Why Congress wants the CIA to come clean about a 1973 coup in Chile
In 1970, Chileans freely elected a longtime politician to the country’s presidency. Salvador Allende became the first Marxist-Socialist ever elected in a Latin American democracy. Seeing his election as a mandate, he began moving the country to a socialist system, nationalizing Chile’s copper mining companies, its banking system and its healthcare system.
Things seemed to start going well for the country. Wages rose, inflation was reduced and more people began going to school. Chile’s GDP rose 8% and life for most Chileans improved, especially among the country’s poor in the first year. Then things started to go wrong.
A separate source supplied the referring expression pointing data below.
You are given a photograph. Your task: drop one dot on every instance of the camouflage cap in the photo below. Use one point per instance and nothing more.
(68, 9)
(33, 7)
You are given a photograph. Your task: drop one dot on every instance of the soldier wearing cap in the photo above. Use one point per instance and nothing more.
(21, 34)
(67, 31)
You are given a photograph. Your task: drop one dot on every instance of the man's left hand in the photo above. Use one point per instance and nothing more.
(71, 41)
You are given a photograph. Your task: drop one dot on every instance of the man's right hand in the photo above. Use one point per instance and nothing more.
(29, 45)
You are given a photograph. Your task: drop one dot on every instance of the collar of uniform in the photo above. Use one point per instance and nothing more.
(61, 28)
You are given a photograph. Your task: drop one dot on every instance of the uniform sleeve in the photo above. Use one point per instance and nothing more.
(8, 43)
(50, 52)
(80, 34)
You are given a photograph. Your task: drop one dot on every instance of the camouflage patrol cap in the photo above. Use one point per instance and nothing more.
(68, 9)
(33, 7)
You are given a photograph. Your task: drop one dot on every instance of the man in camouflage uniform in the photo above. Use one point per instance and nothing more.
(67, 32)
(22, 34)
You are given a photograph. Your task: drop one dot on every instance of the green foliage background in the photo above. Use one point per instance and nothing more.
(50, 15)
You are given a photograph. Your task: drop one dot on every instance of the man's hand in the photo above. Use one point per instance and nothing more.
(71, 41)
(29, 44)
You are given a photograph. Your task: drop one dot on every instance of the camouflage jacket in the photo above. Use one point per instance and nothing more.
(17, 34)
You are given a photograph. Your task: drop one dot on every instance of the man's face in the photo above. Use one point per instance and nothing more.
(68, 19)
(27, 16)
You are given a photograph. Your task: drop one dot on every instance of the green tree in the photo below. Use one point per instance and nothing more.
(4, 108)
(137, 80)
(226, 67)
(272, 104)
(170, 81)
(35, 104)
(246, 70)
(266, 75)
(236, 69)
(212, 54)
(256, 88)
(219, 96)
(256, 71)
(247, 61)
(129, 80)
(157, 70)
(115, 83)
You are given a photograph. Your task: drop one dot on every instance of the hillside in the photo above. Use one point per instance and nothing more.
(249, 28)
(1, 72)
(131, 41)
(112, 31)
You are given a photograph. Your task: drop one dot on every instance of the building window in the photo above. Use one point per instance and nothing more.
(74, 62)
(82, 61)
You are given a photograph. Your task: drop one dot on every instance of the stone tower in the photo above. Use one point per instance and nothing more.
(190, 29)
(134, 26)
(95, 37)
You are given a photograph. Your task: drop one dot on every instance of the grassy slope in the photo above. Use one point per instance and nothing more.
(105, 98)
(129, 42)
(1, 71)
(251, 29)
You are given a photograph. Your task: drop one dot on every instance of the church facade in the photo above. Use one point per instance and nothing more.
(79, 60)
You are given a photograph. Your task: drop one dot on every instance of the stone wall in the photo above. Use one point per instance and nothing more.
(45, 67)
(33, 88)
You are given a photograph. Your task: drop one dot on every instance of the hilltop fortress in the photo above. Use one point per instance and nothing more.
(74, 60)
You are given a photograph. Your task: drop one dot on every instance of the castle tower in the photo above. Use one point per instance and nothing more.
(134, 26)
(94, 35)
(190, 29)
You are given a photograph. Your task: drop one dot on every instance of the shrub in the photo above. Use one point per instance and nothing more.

By 1973, worker strikes began hurting sectors of the economy, staples disappeared from market shelves and tensions between the indigenous poor and wealthy white elites exploded. That same year, Chile’s military seized power in a coup d’etat led by Gen. Augusto Pinochet. The military junta would rule Chile with an iron fist for the next 27 years.
Now, members of the U.S. Congress, led by Rep. Alexandria Ocasio-Cortez, are calling on the American CIA to declassify its documents related to Pinochet’s coup. Ocasio-Cortez was part of a Congressional delegation to Chile that marked the 50th anniversary of the coup that brought down Allende’s government and ended civilian rule in the country.
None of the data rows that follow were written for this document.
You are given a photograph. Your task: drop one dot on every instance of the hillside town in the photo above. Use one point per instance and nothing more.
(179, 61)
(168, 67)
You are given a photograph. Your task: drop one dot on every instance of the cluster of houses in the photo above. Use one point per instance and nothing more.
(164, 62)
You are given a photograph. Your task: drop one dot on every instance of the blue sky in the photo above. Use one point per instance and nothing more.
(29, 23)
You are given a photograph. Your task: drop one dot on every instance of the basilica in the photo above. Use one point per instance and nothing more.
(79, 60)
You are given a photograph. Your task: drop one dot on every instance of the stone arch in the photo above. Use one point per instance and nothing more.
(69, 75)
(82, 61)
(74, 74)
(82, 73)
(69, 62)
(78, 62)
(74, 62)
“It’s very important to frame the history of what happened here in Chile with Pinochet’s dictatorship. And also to acknowledge and reflect on the role of the United States in those events,” Ocasio-Cortez said outside the Museum of Memory and Human Rights dedicated to the victims of Pinochet’s dictatorship.
Classification reviews for secret information begin automatically at 25 years, but there are nine causes for exception. After 50 years, there are only two reasons for keeping it classified, which is why most declassifications happen at 50 years. After 75 years, special permission is required to keep documents secret.
The United States was long thought to have played a role in the coup that overthrew Allende. It wouldn’t have been the first time the CIA was involved in overthrowing a freely elected government. A Senate investigation reported that the CIA didn’t initiate the coup but was aware it was coming. The CIA reportedly made no effort to stop the coup, nor did it assist the Pinochet government.
Previously declassified American documents showed that the U.S. government under President Richard Nixon was hostile to the election of a Marxist in Chile and that the CIA had tried to prevent Allende from taking power in 1970. It tried to bribe members of the Chilean legislature while supporting worker’s strikes and anti-Allende propaganda, but nothing came of the effort: Allende took power anyway.
A shadow has always loomed over American relations with Chile because no one knows just how much the United States was involved in Pinochet’s rise to power. It certainly seemed like something the CIA would do, but a lot of questions still remained unanswered about what the CIA did in 1973.
No matter who was involved, Pinochet’s reign resulted in thousands of executions, tens of thousands of Chileans forcibly interned, left-wing opposition quashed, repression of entertainment and the press, and millions stolen from the Chilean government.
Pinochet himself continued to serve in Chile’s senate after stepping down as president but was arrested on an international warrant while visiting London in 1998. Pinochet died after a heart attack while on house arrest, awaiting trial in Chile, in 2006.